Personal data bill will boost digital economy, says Nasscom

Source: Hindu

Syllabus: Government policies and interventions

Context

Ensuring comprehensive data protection is paramount for accelerating India’s digital economy and the Digital Personal Data Protection Bill strikes a harmonious balance between flexibility and data privacy measures, industry apex body.

The Digital Personal Data Protection Bill (DPDP Bill)

It is a proposed law in India that would regulate the processing of personal data by both government and private entities. The bill was introduced in the Lok Sabha (lower house of Parliament) on August 3, 2023.

The DPDP Bill sets out a number of rights for individuals, including the right to:

  • Know what personal data is being collected about them and how it is being used
  • Rectify or delete inaccurate or outdated personal data
  • Object to the processing of their personal data for certain purposes
  • Port their personal data to another data fiduciary

The bill also sets out a number of obligations for data fiduciaries, including the obligation to:

  • Obtain consent from individuals before collecting or processing their personal data
  • Use personal data only for the purposes for which it was collected
  • Keep personal data secure
  • Delete personal data when it is no longer needed

The DPDP Bill has been met with mixed reactions.

Some have welcomed the bill as a necessary step to protect the privacy of individuals in India. Others have raised concerns about the bill’s potential impact on businesses and the digital economy.

The bill is still under consideration by Parliament, and it is not yet clear when it will be passed into law. However, the DPDP Bill is an important step in the development of data protection law in India.
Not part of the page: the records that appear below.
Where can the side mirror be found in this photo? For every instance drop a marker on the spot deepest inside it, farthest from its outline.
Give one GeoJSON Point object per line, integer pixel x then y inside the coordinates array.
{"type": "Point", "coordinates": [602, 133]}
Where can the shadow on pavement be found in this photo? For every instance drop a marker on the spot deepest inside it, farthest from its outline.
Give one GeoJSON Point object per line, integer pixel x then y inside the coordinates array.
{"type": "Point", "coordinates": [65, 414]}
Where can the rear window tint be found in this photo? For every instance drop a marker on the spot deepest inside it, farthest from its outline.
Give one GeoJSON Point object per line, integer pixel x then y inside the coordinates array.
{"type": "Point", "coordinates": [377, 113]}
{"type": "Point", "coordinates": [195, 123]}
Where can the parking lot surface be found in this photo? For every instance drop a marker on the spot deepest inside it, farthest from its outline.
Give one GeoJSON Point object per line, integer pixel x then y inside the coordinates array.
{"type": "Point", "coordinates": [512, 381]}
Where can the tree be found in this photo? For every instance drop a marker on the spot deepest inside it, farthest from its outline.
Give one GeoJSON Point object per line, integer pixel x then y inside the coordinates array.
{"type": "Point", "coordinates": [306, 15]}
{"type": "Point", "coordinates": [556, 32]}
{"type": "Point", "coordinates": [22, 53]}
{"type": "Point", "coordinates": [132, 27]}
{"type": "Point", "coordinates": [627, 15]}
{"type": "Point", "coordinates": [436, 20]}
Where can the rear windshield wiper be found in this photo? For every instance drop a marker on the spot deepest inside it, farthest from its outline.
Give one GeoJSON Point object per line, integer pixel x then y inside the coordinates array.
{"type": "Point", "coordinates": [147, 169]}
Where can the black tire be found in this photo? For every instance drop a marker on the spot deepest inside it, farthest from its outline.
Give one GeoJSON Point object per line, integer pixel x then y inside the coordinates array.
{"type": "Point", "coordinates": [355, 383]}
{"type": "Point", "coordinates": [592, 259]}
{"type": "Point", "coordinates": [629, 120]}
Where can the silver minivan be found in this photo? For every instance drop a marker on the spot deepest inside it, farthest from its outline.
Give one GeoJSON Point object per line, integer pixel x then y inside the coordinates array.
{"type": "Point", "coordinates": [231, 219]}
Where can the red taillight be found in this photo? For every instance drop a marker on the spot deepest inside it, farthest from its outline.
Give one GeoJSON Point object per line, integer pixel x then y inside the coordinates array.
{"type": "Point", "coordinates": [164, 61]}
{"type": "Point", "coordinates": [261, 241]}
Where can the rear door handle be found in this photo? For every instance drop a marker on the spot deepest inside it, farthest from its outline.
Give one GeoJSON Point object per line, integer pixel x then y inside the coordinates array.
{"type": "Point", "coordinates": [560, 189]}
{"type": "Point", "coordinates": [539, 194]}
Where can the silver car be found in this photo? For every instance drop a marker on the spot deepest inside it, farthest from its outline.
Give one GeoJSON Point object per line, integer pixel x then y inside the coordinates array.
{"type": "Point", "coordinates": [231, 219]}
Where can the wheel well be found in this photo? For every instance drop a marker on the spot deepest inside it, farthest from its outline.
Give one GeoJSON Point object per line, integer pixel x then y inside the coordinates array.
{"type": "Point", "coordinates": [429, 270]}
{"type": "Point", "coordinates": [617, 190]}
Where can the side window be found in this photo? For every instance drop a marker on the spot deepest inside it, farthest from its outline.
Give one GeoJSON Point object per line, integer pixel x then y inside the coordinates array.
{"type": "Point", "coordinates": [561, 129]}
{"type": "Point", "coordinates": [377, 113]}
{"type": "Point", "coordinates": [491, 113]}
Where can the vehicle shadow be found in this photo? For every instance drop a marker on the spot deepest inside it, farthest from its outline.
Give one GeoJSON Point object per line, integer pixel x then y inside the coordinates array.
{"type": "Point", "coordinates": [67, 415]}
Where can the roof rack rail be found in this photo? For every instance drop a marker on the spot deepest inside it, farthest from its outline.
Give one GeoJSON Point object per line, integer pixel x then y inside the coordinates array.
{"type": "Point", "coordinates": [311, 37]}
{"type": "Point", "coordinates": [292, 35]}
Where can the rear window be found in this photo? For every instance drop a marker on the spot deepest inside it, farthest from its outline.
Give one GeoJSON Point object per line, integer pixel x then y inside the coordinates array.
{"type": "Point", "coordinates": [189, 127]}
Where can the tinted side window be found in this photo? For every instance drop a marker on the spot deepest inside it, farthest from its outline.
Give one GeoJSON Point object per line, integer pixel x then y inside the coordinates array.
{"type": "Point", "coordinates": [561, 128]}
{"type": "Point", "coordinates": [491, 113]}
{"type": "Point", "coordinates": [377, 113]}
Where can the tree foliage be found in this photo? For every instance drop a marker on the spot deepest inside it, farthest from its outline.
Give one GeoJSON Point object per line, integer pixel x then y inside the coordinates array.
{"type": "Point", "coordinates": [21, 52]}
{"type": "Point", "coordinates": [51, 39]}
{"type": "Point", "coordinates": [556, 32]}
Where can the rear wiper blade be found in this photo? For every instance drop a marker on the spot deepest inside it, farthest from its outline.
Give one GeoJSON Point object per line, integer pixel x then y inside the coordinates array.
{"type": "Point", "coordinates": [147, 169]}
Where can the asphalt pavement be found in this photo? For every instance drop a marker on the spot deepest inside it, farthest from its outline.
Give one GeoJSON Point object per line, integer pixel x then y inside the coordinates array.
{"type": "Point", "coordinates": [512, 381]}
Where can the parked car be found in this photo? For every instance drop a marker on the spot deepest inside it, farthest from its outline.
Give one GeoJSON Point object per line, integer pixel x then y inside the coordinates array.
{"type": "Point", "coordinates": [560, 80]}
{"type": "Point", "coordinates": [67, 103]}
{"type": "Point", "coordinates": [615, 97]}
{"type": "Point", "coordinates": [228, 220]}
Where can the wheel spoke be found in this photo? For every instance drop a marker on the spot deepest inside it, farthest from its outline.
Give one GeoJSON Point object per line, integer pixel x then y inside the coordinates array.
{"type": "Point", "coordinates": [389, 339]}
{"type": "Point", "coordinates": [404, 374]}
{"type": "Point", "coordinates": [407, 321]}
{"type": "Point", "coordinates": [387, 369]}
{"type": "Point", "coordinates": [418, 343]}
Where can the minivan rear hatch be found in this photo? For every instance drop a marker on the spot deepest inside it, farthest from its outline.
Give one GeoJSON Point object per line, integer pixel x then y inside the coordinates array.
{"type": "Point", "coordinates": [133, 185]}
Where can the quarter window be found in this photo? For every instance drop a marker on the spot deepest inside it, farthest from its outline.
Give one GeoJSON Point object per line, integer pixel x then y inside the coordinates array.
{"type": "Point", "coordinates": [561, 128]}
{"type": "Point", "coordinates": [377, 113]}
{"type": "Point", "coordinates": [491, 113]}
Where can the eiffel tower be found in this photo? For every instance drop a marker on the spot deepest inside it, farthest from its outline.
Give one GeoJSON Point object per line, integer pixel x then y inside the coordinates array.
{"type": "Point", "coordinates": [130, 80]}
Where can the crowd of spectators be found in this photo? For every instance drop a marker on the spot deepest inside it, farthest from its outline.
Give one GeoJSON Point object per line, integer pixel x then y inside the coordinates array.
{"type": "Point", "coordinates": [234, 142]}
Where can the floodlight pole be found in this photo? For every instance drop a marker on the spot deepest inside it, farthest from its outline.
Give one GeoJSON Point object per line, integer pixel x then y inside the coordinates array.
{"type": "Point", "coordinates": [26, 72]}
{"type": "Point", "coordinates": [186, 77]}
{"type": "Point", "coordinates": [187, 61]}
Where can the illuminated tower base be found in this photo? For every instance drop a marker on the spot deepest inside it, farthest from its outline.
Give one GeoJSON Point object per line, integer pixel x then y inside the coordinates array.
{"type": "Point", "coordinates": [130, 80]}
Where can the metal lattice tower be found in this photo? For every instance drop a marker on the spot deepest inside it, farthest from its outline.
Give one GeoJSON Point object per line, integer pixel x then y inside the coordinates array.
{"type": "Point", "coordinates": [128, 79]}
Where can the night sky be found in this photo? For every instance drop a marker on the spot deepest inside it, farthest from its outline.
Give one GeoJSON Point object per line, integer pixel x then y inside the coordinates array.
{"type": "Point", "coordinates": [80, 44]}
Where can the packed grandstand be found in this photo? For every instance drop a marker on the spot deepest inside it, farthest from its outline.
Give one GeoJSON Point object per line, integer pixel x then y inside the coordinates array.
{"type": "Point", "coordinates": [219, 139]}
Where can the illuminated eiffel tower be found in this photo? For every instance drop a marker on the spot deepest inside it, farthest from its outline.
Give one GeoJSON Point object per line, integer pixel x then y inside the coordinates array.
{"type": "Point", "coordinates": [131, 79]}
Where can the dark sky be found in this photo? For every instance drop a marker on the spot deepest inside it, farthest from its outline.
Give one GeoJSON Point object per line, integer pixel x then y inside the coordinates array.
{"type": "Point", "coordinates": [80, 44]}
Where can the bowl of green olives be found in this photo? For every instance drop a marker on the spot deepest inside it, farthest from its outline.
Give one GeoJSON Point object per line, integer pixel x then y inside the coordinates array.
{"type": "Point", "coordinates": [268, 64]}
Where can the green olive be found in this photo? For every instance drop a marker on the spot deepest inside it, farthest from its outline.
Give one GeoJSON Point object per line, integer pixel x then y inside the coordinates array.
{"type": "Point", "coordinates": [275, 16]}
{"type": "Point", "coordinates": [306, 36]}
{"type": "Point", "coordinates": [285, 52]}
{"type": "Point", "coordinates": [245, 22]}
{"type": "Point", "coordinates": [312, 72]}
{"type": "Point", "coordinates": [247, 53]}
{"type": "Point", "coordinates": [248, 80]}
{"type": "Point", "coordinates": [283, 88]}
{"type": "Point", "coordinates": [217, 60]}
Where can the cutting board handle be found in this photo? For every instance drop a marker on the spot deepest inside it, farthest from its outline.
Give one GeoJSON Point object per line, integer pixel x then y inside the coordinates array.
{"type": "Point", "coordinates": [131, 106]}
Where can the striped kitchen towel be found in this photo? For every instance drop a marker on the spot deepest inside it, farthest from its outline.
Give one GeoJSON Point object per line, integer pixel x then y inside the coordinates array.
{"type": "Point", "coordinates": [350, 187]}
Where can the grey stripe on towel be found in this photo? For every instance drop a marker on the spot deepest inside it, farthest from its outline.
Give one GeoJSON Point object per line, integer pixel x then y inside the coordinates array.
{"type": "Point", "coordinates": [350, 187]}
Here are some of the key features of the DPDP Bill:

  • The bill applies to the processing of digital personal data within India, as well as the processing of digital personal data outside India if it is for offering goods or services to individuals in India.
  • The bill defines personal data as any information that can be used to identify an individual, such as their name, address, phone number, email address, or biometric data.
  • The bill requires data fiduciaries to obtain consent from individuals before collecting or processing their personal data. Consent can be express or implied, but it must be freely given, specific, informed, and unambiguous.
  • The bill allows individuals to access their personal data, request that it be corrected or deleted, and object to its processing for certain purposes.
  • The bill requires data fiduciaries to take measures to protect the security of personal data, such as using encryption and access controls.
  • The bill establishes the Data Protection Authority of India (DPAI) as an independent body to oversee the implementation of the bill. The DPAI will have the power to investigate complaints, impose fines, and take other enforcement actions.